How to prevent slaves from contacting master for name resolution?

Tue May 18 01:11:09 UTC 2010

On May 17, 2010, at 7:24 PM, Kevin Darcy wrote:
> On 5/17/2010 5:58 PM, Keith Christian wrote:
>> Our redundant DNS configuration is one master and three slaves, spread
>> across two colo facilities.
>> 
>> master and slave1 are in colo_ALPHA.
>> slave2 and slave3 are in colo_BETA.
>> 
>> During an extended maintenance window, the master DNS was offline.
>> Slave2 was trying to contact the master, and lookups failed.  Usually,
>> slave2 resolves without contacting the master, but occasionally it
>> does.
>> 
>> The IP for the master does not appear in slave2's /etc/resolv.conf,
>> and I'm not sure what else to check for on slave machines.  Where else
>> would I look?  Would any settings in named.conf account for this
>> behavior?
>> 
>> Versions are Linux (CentOS 5) and BIND 9.5.x.
>>   
> 
> These queries that were failing, were they queries from external clients, queries you were generating on the slave nameserver itself, or some other queries entirely?
> 
> If queries from external clients were failing while the master was down and the slaves were up, then the most likely cause is that your NS records are screwed up, such that your slaves aren't being found.

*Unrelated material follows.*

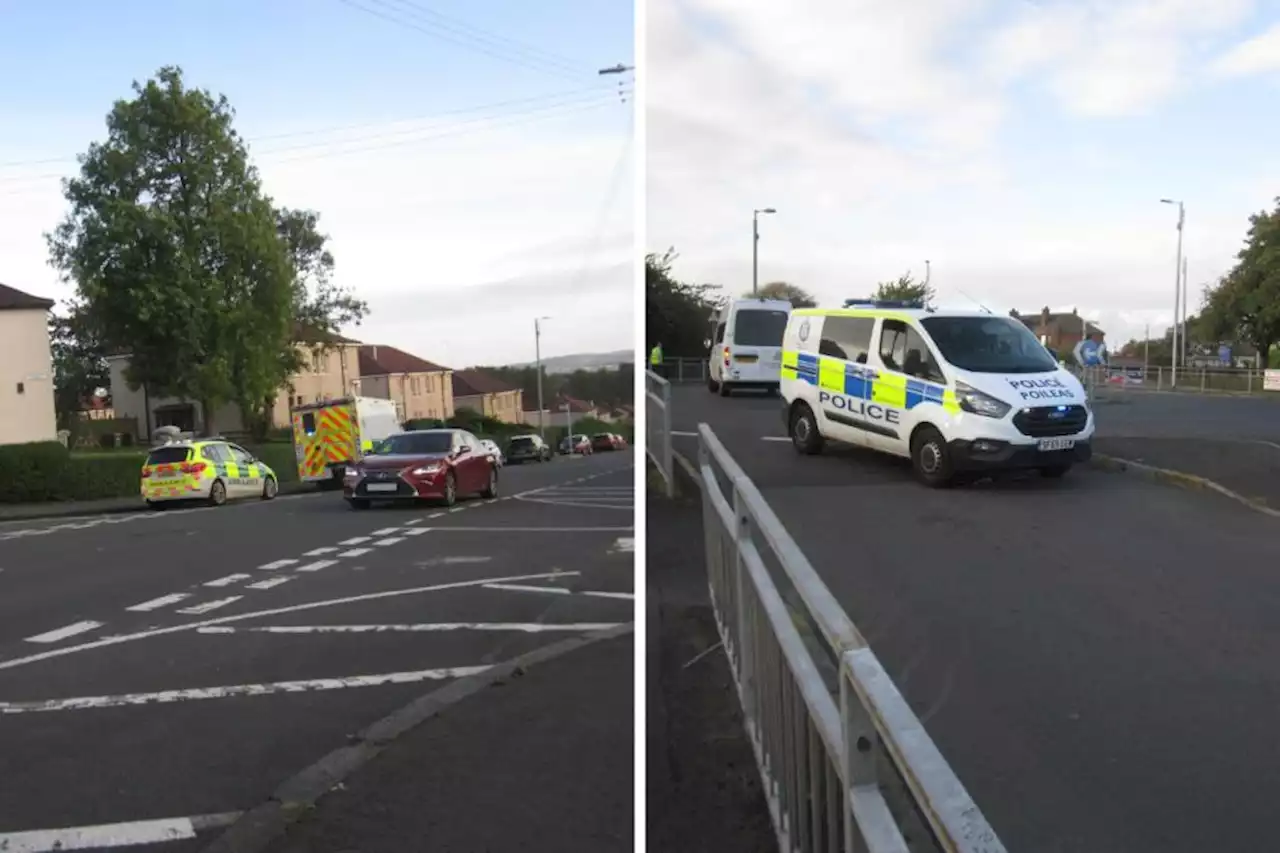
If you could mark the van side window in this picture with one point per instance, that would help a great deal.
(846, 337)
(905, 351)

Either you have the wrong names in your delegation NS records, or those at the apex of the zone, missing/incorrect glue in the parent zone, something like that.
> 
> If queries you were generating *locally* were failing, the questions are:
> a) are you quering the slave directly?
> b) does the slave have recursion turned completely off?
> 
> If you're querying the slave directly and recursion is off, and the queries are failing, then this should have nothing whatsoever with the master being down, since the data comes *only* from the slave. You should look at whether the zone is being loaded correctly on the slave, a corrupted journal file, expired zone, something like that.
> 
> If you're querying the slave directly and recursion is *on* for the slave, then you should check whether the slave is actually responding authoritatively for the zone in question under normal circumstance. If not, then something is misconfigured, the slave isn't really a slave at all, under normal circumstances it's just recursing to get the information, and it makes sense that when the master (and/or other slaves) are unavailable, queries will fail.
> 
> If you're querying some other box, then you'd need to look at that other box into why the queries were failing. At that point, the fact that you're generating queries from the slave itself has no bearing on the problem, since the failed queries weren't going to the slave in the first place.
> 
> Another possibility: were you using "nslookup" to test queries, and does the master for your forward zone(s) also happen to be authoritative for the *reverse* zone which contains the address of your resolver? If so, then be aware that "nslookup" has the annoying feature of trying to reverse-resolve the name of the resolver it's using. So, maybe the queries you're seeing going from slave to master are *reverse* DNS queries, and if they're failing because the master is down, "nslookup", in its quaint, eccentric way, may be misreporting this as a general lookup failure, thus making you think that the forward name is unresolvable.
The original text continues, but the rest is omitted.